Selasa, 15 April 2025

Dinda Nur Amelia Fitri, Mahasiswi Ilmu Politik Universitas Andalas

Pembatasan Aspirasi dalam RUU Penyiaran?

INDONESIA adalah negara hukum yang dengan tegas diatur dalam Pasal 1 ayat (3) UUD NRI Tahun 1945. Ditambahkan oleh ahli Arief Sidharta, salah satu unsur negara hukum adalah adanya asas demokrasi yang diwujudkan melalui keberadaan ruang pers yang bebas. Sekalipun berjudul “bebas”, namun tetap Indonesia terikat dengan norma dan nilai yang harus dijunjung tinggi. Oleh sebab itu, menurut teori pers yang dikemukakan oleh Fred S Siebert, Indonesia menganut teori pers tanggung jawab sosial yang tetap menyatakan kebebasan pers, namun dibatasi dengan etika dan moral yang berlaku.

Para jurnalis di luar sana tentu memahami dengan benar bentuk pers tanggung jawab sosial. Namun bagaimana dengan Pemerintah sebagai penguasa, apakah akan mendukung kehendak kebebasan pers atau justru menekan dan membungkam pers demi kepentingan para elite politik? Jawabannya dapat kita temukan pada RUU Penyiaran.

Hilangnya Siaran Televisi Kritik Politik

Siaran televisi mengenai politik dan hukum seperti “Indonesia Lawyers Club” dan “Mata Najwa” kompak hilang dari publik di tahun 2021 dan muncul kembali di platform digital youtube yang memberi lebih banyak ruang kebebasan. Hilangnya dua acara kenamaan yang terkenal dengan keberaniannya mengkritik pemerintah sempat menjadi pertanyaan masyarakat, apakah hilangnya dikarenakan tekanan tendensi politik atau murni demi alasan perluasan kebebasan?
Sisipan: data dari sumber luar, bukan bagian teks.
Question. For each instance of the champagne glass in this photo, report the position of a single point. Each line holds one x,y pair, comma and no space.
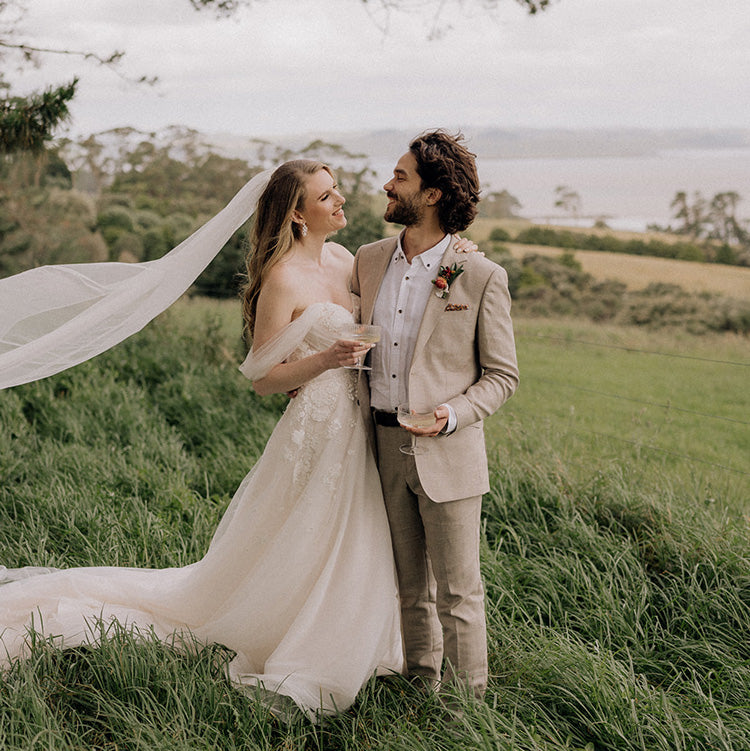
422,417
360,332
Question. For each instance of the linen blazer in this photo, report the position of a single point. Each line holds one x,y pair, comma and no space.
464,356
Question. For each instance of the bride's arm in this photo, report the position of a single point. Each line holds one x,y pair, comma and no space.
276,310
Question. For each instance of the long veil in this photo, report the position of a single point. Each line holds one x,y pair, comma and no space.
54,317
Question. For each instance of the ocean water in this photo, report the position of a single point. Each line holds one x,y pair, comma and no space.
627,192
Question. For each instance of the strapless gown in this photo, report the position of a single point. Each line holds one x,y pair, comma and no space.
299,578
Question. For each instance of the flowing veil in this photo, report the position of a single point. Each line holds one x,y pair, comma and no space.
54,317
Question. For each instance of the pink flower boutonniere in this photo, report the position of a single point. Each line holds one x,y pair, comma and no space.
446,276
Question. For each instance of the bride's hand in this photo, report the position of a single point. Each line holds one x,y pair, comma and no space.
345,352
464,245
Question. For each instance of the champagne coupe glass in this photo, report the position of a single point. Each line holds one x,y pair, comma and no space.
414,415
360,332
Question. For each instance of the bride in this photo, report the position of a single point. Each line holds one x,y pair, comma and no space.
299,579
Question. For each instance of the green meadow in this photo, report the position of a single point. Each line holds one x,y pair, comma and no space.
615,554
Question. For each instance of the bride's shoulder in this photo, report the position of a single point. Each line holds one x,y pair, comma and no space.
339,251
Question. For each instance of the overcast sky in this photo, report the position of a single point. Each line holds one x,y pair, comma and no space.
291,66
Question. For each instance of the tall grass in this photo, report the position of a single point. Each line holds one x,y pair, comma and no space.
618,611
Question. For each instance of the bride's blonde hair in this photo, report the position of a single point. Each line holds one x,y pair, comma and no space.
274,232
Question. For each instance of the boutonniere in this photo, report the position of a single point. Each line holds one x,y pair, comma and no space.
446,276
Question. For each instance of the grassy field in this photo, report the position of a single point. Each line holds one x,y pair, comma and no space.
615,552
637,272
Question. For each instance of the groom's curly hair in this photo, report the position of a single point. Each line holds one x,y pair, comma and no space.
444,163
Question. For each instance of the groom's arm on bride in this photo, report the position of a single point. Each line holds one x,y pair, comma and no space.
278,305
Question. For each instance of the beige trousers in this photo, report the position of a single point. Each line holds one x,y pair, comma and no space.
436,547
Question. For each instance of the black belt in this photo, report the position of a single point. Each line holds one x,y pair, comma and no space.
387,419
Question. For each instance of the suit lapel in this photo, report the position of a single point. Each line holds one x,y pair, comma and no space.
435,306
371,275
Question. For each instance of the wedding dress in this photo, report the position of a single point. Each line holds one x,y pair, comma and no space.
299,578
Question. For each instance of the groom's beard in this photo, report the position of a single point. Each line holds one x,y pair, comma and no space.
406,211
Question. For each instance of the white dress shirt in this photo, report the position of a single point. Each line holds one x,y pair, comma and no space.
398,310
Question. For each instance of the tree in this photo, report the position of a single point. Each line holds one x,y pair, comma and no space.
28,122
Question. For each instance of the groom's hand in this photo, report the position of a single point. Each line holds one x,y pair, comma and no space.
441,420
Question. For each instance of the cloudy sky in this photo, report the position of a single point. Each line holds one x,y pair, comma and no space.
291,66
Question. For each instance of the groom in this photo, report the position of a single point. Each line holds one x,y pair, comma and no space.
448,339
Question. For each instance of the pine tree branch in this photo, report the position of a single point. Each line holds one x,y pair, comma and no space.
27,123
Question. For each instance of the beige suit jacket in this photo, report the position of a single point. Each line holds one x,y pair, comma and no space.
464,356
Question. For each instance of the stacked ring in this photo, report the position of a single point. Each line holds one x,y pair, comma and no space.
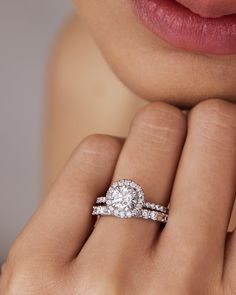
125,199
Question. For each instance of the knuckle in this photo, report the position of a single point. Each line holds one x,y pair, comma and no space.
98,150
215,120
160,123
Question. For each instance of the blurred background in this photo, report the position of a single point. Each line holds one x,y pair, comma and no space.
27,31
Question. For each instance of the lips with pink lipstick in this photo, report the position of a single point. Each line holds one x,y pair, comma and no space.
183,28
Pemindahan kedua acara televisi tersebut ke platform digital seperti youtube sebenarnya memberikan dampak positifnya sendiri karena platform digital tidak termasuk dalam ruang lingkup yang dilindungi dan diawasi oleh Undang-Undang Nomor 32 Tahun 2022 tentang Penyiaran. Hal ini tentu saja memberikan dampak positif karena konten-konten yang disajikan dapat lebih tajam, jujur, dan lepas dari intervensi eksternal.

Baca Juga:  Tahun Move On

Kontroversi RUU Penyiaran

Kebebasan yang dimiliki oleh platform digital terancam lenyap dengan adanya perluasan ruang lingkup jasa penyiaran di dalam draft RUU Penyiaran, tepatnya dalam Pasal 13 ayat (3) yang semula hanya jasa penyiaran radio dan televisi, kini diperluas dengan menambahkan jasa penyiaran platform digital.

Hingga Januari 2022, menurut  Kominfo, telah tercatat 291 lembaga penyiaran televisi yang memiliki siaran secara digital melalui berbagai platform.

Adanya perluasan terhadap ruang lingkup ini kemudian menimbulkan pro dan kontra tersendiri. Dari segi pro, perluasan ruang lingkup jasa penyiaran dengan menambahkan platform digital dimaksudkan untuk memberikan perlindungan dan kepastian hukum bagi para content creator karena sebelumnya tidak terdapat regulasi yang mengatur sama sekali.

Namun di lain sisi, adanya perluasan ruang lingkup jasa penyiaran ini berisisko melanggar Pasal 28E ayat (3) UUD NRI Tahun 1945 yang menyatakan bahwa “Setiap orang berhak atas kebebasan berserikat, berkumpul, dan mengeluarkan pendapat”. Secara kasar, ruang bicara di televisi telah sangat dibatasi dan berisiko besar masuknya tendensi dan tekanan politik dari “atasan”. Dan kini, ketika ruang platform digital mampu memberikan kebebasan tersebut, keadaan kembali “memaksa” para content creator untuk tunduk pada aturan serupa yang dilakoninya di stasiun televisi. Lantas apa perbedaan yang bisa diberikan kepada masyarakat?

Jika semula para content creator bebas menggunakan channel youtube yang mereka miliki untuk mengulas sesuatu secara mendalam, melakukan investigasi lepas terkait suatu persoalan, utamanya mengenai hukum dan politik, kemudian mengunggahnya dengan tujuan memberikan edukasi kepada masyarakat, kini terancam dibatasi jika RUU Penyiaran benar-benar disahkan.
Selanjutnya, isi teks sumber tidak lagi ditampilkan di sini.